Norbert Schneider beleuchtet kritisch Levy-Deinhards kunstsoziologische Kernthese. Sie attestiert dem Kunstwerk zwei Aspekte: einerseits die "Bedeutung", die zeitgebunden sei, aber durchaus historischem Wechsel unterworfen sein könne und durch zeitgenössische, primär außerkünstlerische Diskurse konstituiert werde, andererseits den gewissermaßen überzeitlich wirksamen "Ausdruck", der in den sichtbaren Elementen des Kunstwerks, also Farbe, Linie, Komposition etc. gründe. Schneider sieht dies eher als eine kunstanthropologische denn als kunstsoziologische Konzeption und erkennt darin eine klare Abgrenzung gegenüber der Ikonologie, deren Interesse an Bedeutung gegenüber der Formanalyse durch Levy-Deinhard degradiert werde. Ähnlich wie ihr früher Mentor Max Raphael bleibe Levy-Deinhard dem Denken Wölfflins, das sie in ihrer Dissertation kritisiert hatte, letztlich eng verbunden.
Dem ließe sich hinzufügen, dass Levy-Deinhards Auffassung des Kunstwerks augenscheinlich in Wölfflins Theorie von der "doppelten Wurzel des Stils" (1911), wonach jeder künstlerische (Kollektiv- wie Individual-) Stil einerseits eine spezifische historische "Stimmung" ausdrückt, andererseits in einer "allgemeinen optischen Form" gründet, vorgeprägt wurde. Wölfflins Theorie war alsbald von Panofsky einem furiosen Verriss unterzogen worden, den Levy-Deinhard anscheinend nicht kannte, sonst hätte sie das Modell schwerlich so unhinterfragt übernehmen können.
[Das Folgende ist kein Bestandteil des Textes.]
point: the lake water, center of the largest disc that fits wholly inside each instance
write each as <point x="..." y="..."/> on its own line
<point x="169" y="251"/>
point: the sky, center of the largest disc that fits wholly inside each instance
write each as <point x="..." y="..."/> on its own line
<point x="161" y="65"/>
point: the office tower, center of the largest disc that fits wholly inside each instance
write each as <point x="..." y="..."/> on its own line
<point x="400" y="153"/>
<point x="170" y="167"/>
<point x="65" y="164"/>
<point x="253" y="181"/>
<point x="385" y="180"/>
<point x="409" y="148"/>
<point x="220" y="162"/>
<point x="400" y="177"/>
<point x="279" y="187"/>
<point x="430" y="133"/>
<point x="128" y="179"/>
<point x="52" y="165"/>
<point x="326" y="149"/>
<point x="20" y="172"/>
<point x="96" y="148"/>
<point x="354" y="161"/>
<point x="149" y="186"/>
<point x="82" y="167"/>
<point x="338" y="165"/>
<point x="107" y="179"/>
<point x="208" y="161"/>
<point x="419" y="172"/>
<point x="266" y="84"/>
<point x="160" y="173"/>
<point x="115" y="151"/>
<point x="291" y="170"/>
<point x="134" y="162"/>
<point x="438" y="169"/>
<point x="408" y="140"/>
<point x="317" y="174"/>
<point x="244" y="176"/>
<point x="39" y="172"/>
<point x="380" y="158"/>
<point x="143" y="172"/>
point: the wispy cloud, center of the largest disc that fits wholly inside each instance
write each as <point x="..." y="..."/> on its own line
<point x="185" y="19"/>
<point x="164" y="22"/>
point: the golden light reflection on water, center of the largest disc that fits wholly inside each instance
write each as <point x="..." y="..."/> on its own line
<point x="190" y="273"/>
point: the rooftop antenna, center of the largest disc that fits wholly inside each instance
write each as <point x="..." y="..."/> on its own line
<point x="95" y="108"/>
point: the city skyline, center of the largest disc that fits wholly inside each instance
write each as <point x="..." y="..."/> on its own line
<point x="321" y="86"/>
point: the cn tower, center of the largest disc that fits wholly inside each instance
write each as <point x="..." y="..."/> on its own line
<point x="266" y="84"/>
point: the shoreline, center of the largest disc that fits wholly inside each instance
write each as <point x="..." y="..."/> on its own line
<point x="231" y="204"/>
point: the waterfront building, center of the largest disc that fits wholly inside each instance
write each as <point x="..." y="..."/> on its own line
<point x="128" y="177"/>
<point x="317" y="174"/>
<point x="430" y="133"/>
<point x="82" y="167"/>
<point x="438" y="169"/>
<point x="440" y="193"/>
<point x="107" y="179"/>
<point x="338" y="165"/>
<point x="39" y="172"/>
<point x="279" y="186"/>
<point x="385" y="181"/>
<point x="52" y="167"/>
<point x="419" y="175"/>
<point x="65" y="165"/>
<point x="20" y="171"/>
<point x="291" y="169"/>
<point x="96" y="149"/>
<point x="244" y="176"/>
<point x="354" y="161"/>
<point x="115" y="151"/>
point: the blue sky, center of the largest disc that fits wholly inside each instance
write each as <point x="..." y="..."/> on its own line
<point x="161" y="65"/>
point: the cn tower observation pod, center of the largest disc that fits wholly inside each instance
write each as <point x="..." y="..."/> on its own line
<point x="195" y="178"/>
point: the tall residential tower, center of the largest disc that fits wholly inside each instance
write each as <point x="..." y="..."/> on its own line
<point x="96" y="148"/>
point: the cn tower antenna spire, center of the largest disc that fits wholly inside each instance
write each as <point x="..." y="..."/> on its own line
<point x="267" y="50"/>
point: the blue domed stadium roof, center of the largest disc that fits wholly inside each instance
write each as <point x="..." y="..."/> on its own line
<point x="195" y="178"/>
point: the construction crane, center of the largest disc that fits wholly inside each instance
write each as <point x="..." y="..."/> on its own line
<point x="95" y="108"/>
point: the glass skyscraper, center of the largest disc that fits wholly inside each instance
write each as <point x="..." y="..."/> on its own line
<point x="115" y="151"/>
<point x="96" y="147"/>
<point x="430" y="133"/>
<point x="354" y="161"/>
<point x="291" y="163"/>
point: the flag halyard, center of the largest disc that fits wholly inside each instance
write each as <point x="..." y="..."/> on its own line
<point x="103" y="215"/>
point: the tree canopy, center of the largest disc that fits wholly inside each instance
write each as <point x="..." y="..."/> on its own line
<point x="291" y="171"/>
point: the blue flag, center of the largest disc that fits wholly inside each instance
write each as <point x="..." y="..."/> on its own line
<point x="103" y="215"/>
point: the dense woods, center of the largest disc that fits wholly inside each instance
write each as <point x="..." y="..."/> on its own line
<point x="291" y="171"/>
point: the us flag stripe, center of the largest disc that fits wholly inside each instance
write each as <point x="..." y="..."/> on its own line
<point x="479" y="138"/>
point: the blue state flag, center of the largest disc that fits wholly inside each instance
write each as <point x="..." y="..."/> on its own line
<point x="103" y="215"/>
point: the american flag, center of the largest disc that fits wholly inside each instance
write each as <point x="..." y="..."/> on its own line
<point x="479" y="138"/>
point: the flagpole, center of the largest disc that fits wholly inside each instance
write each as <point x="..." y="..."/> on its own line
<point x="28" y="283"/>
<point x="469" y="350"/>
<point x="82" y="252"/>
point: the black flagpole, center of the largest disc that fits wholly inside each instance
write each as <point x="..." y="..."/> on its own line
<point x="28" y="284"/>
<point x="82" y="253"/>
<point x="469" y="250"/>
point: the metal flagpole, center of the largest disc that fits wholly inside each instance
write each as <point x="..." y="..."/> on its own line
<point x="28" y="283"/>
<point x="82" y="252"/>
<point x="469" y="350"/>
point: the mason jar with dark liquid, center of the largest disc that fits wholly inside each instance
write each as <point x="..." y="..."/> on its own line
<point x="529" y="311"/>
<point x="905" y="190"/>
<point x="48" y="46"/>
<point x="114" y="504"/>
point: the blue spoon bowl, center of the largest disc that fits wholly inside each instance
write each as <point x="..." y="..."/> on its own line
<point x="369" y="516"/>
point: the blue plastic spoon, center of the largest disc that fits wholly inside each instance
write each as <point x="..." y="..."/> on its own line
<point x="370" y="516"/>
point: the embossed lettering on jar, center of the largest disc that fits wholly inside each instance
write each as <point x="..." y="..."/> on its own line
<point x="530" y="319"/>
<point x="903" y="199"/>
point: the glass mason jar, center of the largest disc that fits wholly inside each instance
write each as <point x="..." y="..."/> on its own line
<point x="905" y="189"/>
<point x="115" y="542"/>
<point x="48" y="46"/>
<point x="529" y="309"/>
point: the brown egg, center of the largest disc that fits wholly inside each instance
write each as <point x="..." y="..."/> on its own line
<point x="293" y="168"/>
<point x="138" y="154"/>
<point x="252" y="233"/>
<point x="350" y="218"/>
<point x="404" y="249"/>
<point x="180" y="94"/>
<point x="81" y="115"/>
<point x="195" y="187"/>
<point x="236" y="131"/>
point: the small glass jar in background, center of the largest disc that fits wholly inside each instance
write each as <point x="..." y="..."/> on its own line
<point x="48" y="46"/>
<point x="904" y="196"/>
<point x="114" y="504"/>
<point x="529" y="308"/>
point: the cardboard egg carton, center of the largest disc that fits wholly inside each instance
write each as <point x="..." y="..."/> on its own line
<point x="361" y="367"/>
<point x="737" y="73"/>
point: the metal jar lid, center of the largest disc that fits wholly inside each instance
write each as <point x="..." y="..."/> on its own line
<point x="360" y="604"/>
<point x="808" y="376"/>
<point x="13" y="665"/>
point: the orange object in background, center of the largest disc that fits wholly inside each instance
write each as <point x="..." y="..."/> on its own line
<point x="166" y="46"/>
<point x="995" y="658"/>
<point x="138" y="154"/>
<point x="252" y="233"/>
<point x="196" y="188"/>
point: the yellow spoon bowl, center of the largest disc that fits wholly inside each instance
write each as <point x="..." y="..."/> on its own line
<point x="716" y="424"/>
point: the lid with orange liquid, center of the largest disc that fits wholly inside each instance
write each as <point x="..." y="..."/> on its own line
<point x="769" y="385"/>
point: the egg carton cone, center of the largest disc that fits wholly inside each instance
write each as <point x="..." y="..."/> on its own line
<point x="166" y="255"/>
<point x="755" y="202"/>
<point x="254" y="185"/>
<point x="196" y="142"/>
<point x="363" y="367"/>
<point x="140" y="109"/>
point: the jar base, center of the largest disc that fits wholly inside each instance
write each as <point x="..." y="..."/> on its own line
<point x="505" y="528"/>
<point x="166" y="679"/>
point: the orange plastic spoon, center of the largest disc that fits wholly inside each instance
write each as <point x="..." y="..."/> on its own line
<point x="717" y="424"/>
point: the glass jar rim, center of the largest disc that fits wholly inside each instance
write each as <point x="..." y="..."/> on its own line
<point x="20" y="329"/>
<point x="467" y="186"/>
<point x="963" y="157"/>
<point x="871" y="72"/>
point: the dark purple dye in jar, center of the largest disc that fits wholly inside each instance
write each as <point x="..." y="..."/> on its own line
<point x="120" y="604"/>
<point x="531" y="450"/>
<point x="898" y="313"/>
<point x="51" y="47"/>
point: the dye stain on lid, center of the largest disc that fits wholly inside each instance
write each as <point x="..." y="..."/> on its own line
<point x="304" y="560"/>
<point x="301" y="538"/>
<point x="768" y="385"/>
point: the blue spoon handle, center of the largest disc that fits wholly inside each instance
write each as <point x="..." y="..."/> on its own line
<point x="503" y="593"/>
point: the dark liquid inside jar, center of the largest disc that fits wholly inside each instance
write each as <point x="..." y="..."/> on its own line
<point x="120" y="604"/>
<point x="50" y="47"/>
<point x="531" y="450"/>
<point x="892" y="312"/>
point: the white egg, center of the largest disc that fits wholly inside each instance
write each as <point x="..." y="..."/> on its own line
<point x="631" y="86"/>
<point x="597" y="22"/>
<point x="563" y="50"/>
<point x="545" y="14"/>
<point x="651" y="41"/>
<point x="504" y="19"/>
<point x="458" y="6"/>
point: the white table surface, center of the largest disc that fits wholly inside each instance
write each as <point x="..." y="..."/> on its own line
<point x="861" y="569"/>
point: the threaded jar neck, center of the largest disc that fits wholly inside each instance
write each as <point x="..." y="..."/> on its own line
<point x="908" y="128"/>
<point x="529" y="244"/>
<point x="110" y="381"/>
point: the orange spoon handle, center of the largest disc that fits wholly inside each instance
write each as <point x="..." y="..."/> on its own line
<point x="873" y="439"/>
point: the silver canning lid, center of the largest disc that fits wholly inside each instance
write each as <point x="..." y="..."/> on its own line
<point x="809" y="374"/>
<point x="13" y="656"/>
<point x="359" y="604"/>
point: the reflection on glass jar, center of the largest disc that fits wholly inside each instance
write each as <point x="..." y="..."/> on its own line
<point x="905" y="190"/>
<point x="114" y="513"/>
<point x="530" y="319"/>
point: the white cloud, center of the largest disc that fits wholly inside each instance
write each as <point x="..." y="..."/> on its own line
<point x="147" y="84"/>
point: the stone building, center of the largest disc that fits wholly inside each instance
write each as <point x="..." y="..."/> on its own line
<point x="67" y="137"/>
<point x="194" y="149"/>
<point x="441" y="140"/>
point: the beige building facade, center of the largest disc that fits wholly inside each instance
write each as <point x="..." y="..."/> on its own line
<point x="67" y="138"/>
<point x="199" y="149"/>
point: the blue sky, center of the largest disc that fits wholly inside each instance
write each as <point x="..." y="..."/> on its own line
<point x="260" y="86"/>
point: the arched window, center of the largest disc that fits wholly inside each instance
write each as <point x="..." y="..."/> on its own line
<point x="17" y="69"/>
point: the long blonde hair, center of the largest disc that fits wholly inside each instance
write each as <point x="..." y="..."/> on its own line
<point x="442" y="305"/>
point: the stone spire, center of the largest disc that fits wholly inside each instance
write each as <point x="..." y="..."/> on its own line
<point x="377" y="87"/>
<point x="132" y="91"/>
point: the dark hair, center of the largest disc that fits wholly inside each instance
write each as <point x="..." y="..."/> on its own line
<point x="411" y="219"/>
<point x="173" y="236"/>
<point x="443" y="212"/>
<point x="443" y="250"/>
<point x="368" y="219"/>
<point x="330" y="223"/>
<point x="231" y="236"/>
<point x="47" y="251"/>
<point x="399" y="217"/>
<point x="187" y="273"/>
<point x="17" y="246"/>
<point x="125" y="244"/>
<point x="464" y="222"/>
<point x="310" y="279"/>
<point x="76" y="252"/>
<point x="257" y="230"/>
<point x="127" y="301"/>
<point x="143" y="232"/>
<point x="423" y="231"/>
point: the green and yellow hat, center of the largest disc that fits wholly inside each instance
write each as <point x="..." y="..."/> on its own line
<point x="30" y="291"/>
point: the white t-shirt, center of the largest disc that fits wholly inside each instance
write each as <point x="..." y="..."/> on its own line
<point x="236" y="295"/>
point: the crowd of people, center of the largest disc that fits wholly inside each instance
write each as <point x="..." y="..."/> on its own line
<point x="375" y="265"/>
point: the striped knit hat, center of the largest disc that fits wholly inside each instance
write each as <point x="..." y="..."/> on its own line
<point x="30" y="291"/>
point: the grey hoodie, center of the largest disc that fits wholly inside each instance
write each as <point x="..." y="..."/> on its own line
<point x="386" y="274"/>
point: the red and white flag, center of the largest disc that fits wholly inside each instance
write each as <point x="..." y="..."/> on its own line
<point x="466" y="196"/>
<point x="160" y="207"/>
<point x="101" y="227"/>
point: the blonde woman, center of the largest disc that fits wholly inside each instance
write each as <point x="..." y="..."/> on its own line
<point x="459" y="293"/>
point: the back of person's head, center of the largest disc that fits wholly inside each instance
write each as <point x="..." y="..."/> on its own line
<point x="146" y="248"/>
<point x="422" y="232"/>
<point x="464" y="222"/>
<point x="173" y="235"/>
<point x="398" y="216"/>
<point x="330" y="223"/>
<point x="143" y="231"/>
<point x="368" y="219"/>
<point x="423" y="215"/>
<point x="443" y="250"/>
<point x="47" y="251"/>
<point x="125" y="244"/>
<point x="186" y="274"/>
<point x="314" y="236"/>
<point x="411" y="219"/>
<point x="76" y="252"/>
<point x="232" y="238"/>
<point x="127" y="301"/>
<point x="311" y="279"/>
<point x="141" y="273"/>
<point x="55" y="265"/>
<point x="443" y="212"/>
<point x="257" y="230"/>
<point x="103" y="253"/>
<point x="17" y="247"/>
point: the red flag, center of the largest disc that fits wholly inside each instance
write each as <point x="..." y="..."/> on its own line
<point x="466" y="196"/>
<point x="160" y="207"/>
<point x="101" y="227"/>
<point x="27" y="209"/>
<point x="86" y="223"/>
Ein positiver Effekt des Einflusses von Wölfflin zeigt sich allerdings darin, dass Levy-Deinhard das künstlerische Einzelwerk nie aus dem Blick verliert, ihre Kunstsoziologie vielmehr in der sorgfältigen Analyse von Kunstwerken fundiert ist.
Vor diesem Hintergrund schält sich immer deutlicher der Eindruck heraus, dass das Charakteristische an Levy-Deinhard - und wahrscheinlich zugleich der entscheidende Grund für ihre geringe hiesige Rezeption und Wirkung - darin besteht, dass ihr kunstsoziologischer Ansatz quer zu den etablierten Frontverläufen innerhalb des Methodenstreits der deutschsprachigen Kunstgeschichte liegt: Anders als die berühmteren Exilanten um Panofsky vertrat sie nicht die ikonologische Methode und fügte sich daher nicht in das den Konflikten der 1970er-Jahre zugrunde liegende Muster. Obwohl sie den Anliegen von Studentenbewegung und Ulmer Verein offen gegenüber stand und als Kunstsoziologin deren thematischen Interessen durchaus entsprach, traf sie mit ihrer eher sozialanthropologisch und formalästhetisch ausgerichteten Argumentation nicht den Nerv. Zudem stand sie der aktuellen Kunstentwicklung eher skeptisch, ja geradezu verständnislos gegenüber.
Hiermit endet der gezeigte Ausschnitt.